After a couple of years in the infantry and study at Harvard Law School, Martins rose through the ranks.
He served as trial counsel at Fort Campbell, Ky., where he was assigned to a battalion of the 101st Airborne Division — at the time commanded by a lieutenant colonel by the name of David H. Petraeus. The two have remained close since, and Martins served with Petraeus, who is now director of the CIA, in Iraq and Afghanistan.
In a statement, Petraeus described Martins as a “true national asset” and a “once-in-a-generation officer.”
After returning to Washington, Martins served on an interagency task force created by President Obama to look at future policy and helped draft the Military Commissions Act of 2009. In August 2009, he went to Afghanistan, where he was deputy commander of a joint task force running detention operations.
“I’ve worked a lot of detention policy,” said Martins, noting that when his superiors offered him the Guantanamo position, “I could not parry the idea that I was well prepared for this.”
Martins’s role as chief prosecutor at Guantanamo will be his last military assignment.
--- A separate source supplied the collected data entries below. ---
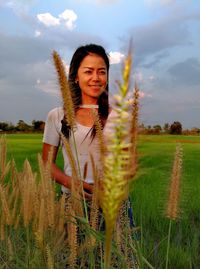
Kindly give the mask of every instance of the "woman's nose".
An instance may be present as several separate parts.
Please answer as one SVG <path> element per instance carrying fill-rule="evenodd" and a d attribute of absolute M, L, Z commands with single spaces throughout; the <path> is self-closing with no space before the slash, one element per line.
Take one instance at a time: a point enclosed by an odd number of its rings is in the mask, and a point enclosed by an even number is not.
<path fill-rule="evenodd" d="M 93 80 L 99 80 L 99 74 L 98 72 L 93 73 Z"/>

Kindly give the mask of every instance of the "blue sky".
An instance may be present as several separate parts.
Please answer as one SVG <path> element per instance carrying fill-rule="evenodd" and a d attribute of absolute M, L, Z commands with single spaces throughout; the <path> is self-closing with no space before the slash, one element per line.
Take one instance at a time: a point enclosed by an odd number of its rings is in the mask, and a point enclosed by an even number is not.
<path fill-rule="evenodd" d="M 52 51 L 67 68 L 86 43 L 110 54 L 112 98 L 132 39 L 140 121 L 200 127 L 198 0 L 0 0 L 0 18 L 0 121 L 45 120 L 62 103 Z"/>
He would almost certainly have been promoted to a two-star position next year, but he said that leaving before the major trials at Guantanamo were over would be disruptive.
“To place myself beyond suspicion of self-advancing motives and to offer continuity to the prosecution team through at least the end of 2014,” he announced at Harvard, “I have recently requested . . . that I not be considered for promotion.”